Are they one of the ones that tries the "/ai.txt" or something or do they just fucking scrape?
Nope, they ask for robots.txt and then immediately ignore it.
18.119.253.53 - - [23/Feb/2025:02:08:20 +0000] "GET /robots.txt HTTP/2.0" 200 1833 "-" "Mozilla/5.0 AppleWebKit/537.36 (KHTML, like Gecko; compatible; ClaudeBot/1.0; +claudebot@anthropic.com)"I ended up just killing off their IPs, but because I also had to wipe the logs (media.fse ran out of space on /var) I can't check if they did.

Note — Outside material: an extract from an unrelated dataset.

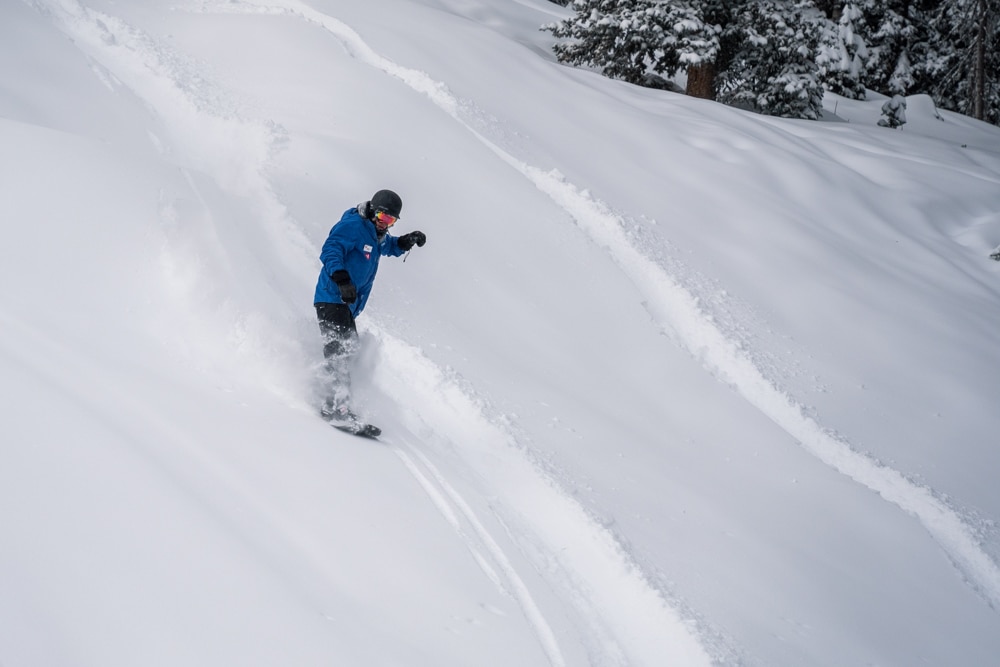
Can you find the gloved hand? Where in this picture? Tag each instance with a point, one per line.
(407, 241)
(348, 292)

With Claude it's at least easy. Return 403 to the UA and you are done. Which btw still does not stop their attempts at scraping. They will continue to hit webserver even when they obviously aren't let through. From there a log monitor will do the job.
With the Chink scrapers, it's a bit harder than automated log monitoring. They are clever in a way, where they will not send you more than approx. 3 requests from one IP, meaning that the typical monitoring tools like fail2ban or something custom won't work as all of the ones I know of don't do subnet/ASN detection, or it will be very trigger-happy.
Thankfully they are retarded in other ways which make them stick out like a sore thumb in the logs. Currently I just look at the logs every few days unless they trigger alerts and throw the whole announced prefix into the trash. So far that has worked out great.